With Herbert Smith Freehills becoming a sponsor of the Sydney Gay and Lesbian Mardi Gras this year and Norton Rose Fulbright and other major firms initiating Lesbian, Gay, Bisexual, Transgender and Intersex (LGBTI) networks, the legal profession seems to have become a more welcoming place for members of the LGBTI community.
However, there are lawyers that still feel compelled to hide their sexual orientation and gender identity at work for fear of damaging their career prospects.
“I certainly know some lawyers who continue to keep their sexual orientation to themselves,” Mr Kirby told Lawyers Weekly.
Gender identity (transgender) lawyers, gender identification (intersex) lawyers and solicitors in smaller or regional and rural firms may be under more pressure to keep silent, he said.
Among barristers, a desire to be appointed to the judiciary may hold back honesty, he added.
“If those with power over promotion prefer to avoid gays, or dislike them on religious or other grounds, prudence may suggest silence.
“These are the facts of life. If I had been open about my sexuality before the … 1980s, I would certainly never have been appointed to judicial office, whichever political party had been in power,” he said.
Mr Kirby, a highly regarded former High Court Justice with more honours than can be reasonably listed, came out as gay in 1999 after keeping his sexuality a secret from his colleagues for 30 years.
He has been very open about the elaborate techniques he adopted during his career to ensure that no one found out about his long-term partner.
“We have made progress since then. But we would be kidding ourselves if we said that the whole shabby business of prejudice against gays was over,” said Mr Kirby.
People with minority sexual and gender identities continue to be vilified in the community and in the workplace in Australia.
A 2011 report entitled Outing Injustice: Understanding the legal needs of LGBTI communities in NSW showed that out of 591 LGBTI individuals surveyed, 59 per cent had experienced hurtful, humiliating, offensive or disrespectful comments in a public place and 25 per cent had experienced harassment, bullying, humiliation or mistreatment by a colleague or someone at work.
That is not to say that efforts to change attitudes are futile: attempts to foster inclusive and supportive work environments for members of the LGBTI community are both meaningful and important, according to Mr Kirby.
“Symbols matter in life. This week I have attended the raising of the rainbow flag for the first time at UNSW and Sydney University. I could not have imagined such gestures when I first arrived at uni in 1956. They are not empty actions. They delineate what is acceptable in the education space," he said.
Mr Kirby believes it is equally important to send the same clear signals in the workplace and in broader society.
“I applaud HSF’s initiatives.

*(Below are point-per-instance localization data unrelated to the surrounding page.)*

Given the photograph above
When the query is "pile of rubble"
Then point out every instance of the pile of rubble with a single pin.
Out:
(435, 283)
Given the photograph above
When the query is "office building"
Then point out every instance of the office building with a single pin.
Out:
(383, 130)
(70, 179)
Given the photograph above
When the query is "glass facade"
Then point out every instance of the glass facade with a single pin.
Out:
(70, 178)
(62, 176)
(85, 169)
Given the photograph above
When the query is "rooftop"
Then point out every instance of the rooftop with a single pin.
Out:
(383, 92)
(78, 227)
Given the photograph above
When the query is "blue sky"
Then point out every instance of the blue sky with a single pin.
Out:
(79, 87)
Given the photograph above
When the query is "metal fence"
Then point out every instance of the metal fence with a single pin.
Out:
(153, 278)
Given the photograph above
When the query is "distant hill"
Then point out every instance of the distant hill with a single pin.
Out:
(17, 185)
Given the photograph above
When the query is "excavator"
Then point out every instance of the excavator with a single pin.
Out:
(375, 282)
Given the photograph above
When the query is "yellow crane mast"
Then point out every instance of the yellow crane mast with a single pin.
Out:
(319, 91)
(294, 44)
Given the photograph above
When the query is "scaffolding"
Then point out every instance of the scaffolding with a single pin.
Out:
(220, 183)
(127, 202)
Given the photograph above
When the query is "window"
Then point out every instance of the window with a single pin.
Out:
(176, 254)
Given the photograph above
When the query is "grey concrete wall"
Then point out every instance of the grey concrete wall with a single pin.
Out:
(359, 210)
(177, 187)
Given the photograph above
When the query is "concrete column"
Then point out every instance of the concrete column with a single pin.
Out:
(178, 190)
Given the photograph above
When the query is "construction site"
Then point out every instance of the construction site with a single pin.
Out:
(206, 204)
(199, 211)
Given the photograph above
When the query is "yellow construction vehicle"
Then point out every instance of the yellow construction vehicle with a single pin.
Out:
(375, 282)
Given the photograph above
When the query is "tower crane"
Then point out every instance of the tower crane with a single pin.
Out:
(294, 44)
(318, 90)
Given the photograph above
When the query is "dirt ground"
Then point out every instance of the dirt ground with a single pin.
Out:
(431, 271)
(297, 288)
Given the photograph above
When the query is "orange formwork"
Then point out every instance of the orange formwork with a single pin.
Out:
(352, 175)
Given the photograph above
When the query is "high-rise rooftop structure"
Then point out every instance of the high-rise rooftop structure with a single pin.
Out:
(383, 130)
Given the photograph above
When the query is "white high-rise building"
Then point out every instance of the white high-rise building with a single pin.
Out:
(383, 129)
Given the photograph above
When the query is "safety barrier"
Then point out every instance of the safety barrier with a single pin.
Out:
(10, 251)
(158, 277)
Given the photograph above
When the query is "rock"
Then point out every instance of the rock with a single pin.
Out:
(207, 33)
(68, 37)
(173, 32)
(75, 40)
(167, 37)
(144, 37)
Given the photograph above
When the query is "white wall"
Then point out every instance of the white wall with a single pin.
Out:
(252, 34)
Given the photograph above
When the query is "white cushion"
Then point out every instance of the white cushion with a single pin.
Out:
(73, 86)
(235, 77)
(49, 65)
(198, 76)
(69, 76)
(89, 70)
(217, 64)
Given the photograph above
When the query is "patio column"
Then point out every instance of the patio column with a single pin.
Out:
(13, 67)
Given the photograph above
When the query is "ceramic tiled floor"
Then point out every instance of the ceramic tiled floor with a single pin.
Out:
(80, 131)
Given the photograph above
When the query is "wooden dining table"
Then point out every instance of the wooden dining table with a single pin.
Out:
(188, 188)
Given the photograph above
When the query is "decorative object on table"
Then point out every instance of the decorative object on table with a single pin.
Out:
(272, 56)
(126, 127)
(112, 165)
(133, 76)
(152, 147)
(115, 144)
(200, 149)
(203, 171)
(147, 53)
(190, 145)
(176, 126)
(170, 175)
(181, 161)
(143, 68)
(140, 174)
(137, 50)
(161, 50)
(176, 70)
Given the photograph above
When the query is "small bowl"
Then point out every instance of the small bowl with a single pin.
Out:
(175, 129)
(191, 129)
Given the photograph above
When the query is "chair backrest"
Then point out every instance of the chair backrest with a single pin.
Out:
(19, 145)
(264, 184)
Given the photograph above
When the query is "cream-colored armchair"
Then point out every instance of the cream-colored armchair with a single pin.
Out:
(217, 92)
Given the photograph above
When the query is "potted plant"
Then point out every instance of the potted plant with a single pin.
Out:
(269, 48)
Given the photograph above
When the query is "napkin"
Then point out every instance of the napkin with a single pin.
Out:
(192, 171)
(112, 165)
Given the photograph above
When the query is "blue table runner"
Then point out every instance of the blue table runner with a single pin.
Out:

They show leadership, as can be expected from one of Australia’s biggest and most successful legal firms," he said.
“Just imagine what it felt like when I was young, having no role models, conforming to the rule of silence and feeling that my real self was not welcome.
“It will be easier now that strong signals are being given that recognise that skills as a lawyer, advocate or judge have nothing to do with one’s sexual orientation or gender identity,“ he added.
Mr Kirby said the bar and the judiciary could do more to combat bullying, stress, depression and suicide, all of which frequently affect marginalised groups, such as LGBTI lawyers.
“As Marie Jepson pointed out in Lawyers Weekly this week, it is easy to have occasional events proclaiming sensitivity to LGBTI issues. But translating these into day-to-day action is harder, whether on subjects like stress or sexuality. The two are sometimes interconnected,” he noted.
Lawyers Weekly asked Mr Kirby why it was so important that employees feel comfortable being able to identify with the LGBTI community at work and whether it was difficult, in his personal experience, to feel at ease and do his best work when hiding his true identity.
“Only a straight person, with respect, could ask such a question,” he replied. “Just try to imagine the suppression on an important part of yourself. Never talk about girlfriends or boyfriends unless with falsehoods and circumspection.
“Of course it was difficult. One learned the binding rules at about age 11. Centuries of lawyers followed them through, as I did. That game is over now – or should be,” he said.
Mr Kirby argued that lawyers have a special duty to lead social change since religion, reinforced by law, has been responsible for enforcing “irrationality over sexuality” for centuries.
“Lawyers who wield public power (like judges), if they are gay, owe it to the community [and] their colleagues … to be open,” he continued.
“The game of shame will only end when everyone confronts this particular irrational demon.
“We should finish it as quickly as possible. It will be easier to do so in Australia than in most other countries,” he concluded.